The buck was probably going to expire right there, but I told myself I needed to put another arrow in him. I finally got myself together enough to cock the crossbow back and execute another shot. The buck ran another 25 yards and was down for good.
By that time, I didn’t know what to do! I had so much adrenaline running through me. I knew I had just taken the biggest deer of my life. I called everyone I could think of, but nobody answered. I was sitting there alone with my thoughts, and my mind raced as I realized I’d killed the biggest deer I’d ever seen.
When I couldn’t get anyone to pick up the phone, I packed everything up and eased up the creek line trying not to bump the buck. When I got back to the truck, I tried to get myself back together. Finally, everybody started calling me — and all at once it seemed like. I told my buddy to come help with the recovery.

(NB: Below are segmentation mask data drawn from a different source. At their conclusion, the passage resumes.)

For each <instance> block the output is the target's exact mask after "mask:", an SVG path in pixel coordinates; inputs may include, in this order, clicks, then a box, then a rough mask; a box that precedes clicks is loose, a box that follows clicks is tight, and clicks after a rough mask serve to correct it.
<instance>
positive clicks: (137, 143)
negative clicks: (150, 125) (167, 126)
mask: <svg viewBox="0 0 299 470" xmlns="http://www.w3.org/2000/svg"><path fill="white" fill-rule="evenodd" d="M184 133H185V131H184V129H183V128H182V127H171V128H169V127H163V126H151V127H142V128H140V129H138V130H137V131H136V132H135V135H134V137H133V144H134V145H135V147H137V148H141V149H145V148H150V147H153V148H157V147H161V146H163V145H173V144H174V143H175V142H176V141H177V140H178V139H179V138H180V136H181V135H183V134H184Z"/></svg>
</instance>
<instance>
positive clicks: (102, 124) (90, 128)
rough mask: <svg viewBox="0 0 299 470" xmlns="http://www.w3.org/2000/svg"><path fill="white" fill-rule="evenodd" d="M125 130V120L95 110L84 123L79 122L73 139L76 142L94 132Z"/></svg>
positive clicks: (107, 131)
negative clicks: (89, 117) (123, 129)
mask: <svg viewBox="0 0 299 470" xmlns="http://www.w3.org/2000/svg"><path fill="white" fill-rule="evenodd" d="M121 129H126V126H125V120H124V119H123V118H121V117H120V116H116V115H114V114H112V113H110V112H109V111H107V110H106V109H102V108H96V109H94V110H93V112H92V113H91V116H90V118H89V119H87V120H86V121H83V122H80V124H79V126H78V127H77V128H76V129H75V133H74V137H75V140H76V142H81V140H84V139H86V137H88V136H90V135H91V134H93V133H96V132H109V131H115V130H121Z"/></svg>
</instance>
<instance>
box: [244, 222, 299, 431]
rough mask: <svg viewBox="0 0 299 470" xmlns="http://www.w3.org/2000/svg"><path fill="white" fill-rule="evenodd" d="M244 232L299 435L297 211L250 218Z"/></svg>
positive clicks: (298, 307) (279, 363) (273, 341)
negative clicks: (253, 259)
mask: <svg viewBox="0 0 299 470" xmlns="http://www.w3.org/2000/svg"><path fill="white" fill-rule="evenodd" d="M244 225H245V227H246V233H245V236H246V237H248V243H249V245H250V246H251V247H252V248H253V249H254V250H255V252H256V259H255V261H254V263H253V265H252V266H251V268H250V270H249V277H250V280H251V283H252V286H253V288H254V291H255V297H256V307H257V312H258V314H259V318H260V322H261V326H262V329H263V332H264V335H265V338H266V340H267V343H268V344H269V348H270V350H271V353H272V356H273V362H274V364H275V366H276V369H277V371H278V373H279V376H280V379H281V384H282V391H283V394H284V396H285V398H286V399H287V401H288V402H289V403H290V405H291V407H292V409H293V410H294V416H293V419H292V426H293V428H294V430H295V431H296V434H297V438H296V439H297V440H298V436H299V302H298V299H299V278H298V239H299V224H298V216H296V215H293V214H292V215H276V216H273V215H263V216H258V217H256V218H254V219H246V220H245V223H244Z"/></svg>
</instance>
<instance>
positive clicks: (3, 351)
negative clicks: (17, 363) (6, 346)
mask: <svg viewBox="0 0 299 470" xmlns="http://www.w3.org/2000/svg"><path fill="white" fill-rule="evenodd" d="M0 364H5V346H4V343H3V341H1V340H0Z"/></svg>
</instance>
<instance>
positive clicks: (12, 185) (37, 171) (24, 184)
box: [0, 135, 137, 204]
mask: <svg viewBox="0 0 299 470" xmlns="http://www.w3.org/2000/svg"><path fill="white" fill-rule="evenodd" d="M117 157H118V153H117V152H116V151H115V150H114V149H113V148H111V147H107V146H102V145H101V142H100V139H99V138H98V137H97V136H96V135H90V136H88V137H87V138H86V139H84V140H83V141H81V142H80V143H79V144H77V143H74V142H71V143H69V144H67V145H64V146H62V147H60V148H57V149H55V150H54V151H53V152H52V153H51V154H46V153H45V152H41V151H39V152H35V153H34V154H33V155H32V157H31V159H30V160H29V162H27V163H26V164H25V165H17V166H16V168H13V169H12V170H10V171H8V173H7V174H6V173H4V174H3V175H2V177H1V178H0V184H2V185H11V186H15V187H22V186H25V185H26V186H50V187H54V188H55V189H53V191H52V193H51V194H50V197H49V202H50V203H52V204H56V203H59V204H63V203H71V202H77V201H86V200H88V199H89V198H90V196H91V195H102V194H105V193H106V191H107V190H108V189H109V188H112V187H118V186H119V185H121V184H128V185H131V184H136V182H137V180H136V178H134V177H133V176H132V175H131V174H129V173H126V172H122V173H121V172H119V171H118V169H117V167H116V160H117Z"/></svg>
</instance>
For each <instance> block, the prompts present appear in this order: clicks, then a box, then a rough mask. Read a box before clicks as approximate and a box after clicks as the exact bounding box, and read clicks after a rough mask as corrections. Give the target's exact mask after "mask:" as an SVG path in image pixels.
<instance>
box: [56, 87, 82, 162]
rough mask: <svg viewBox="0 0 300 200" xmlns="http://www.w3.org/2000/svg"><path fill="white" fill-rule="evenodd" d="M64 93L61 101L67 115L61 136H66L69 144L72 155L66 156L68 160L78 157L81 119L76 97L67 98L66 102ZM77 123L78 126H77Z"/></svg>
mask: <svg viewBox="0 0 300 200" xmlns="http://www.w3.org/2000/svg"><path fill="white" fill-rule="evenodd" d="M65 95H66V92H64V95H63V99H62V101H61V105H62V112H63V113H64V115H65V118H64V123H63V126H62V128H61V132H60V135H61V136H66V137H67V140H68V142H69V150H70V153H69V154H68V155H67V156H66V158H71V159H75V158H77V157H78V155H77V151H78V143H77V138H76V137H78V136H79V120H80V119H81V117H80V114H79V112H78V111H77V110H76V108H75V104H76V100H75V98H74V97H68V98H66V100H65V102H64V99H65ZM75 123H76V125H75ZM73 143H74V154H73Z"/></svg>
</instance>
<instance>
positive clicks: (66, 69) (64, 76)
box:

After talking to everyone, my emotions started to set in. I finally got myself together and decided to walk back into the woods and find the buck. I walked straight to the deer, and I sat beside him in the field for about 40 minutes waiting on my friend.
I was in shock, and I couldn’t believe the buck was dead. I’m not afraid to admit it: I even cried! After that, my friend arrived on the scene. After congratulations and fist-bumps, we loaded the deer up and took off to show him to family and friends.
After official measuring for the Boone & Crockett club, the 6x7 typical scored 187 2/8 gross and 177 6/8 net. His inside spread measurement is 22 4/8 inches, and his greatest spread is 25 4/8. His right and left main beams measure 27 inches and 27 3/8 inches, respectively.
Deer hunting is my passion. I’ll probably never top this deer, but that’s fine with me. If I’m healthy enough to continue doing what I love, that’s all that really matters. The epic hunt for this great Kentucky whitetail only reaffirmed that for me.